Nous avons peu de temps, mais pourquoi le gouvernement considère-t-il la réduction, voire la suppression de l’impôt sur le revenu comme l’un des principaux outils de soutien aux familles ? Après tout, il pourrait y avoir bien d’autres formes d’aides.

Parce que la reconnaissance du mérite d’élever des enfants doit être liée à une autre valeur : le travail. Si nous ne relions pas le soutien familial au travail, il y aura moins de personnes actives en Hongrie que nécessaire. C’est pourquoi, à mon sens, la meilleure politique, pour le pays et pour les familles, est celle qui donne aux familles, et en particulier aux mères, la liberté de choisir : rester à la maison pour élever leurs enfants, ou bien concilier travail et éducation des enfants. Et pour le pays, il est bénéfique que les mères choisissent aussi de travailler. C’est pourquoi nous avons construit un système de soutien aux familles qui récompense et reconnaît toutes celles et tous ceux qui élèvent des enfants, mais qui accorde une reconnaissance particulière à celles et ceux qui, en plus de l’éducation des enfants, participent également au marché du travail. C’est pourquoi l’essentiel des aides aux familles en Hongrie transite par le travail.
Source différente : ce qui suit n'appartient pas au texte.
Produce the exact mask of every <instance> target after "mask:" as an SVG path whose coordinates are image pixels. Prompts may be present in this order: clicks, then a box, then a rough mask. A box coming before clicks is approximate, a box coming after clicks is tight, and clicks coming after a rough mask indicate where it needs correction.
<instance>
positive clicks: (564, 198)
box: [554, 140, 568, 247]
Pas seulement par les mères, mais aussi par les pères, parce que les revenus peuvent être additionnés, et les avantages fiscaux peuvent être déduits de l’ensemble du revenu familial.

J’ai interrogé Viktor Orbán, Premier ministre de Hongrie, sur le vote consultatif concernant l’adhésion de l’Ukraine à l’Union européenne, sur la guerre commerciale et sur la lutte contre l’inflation.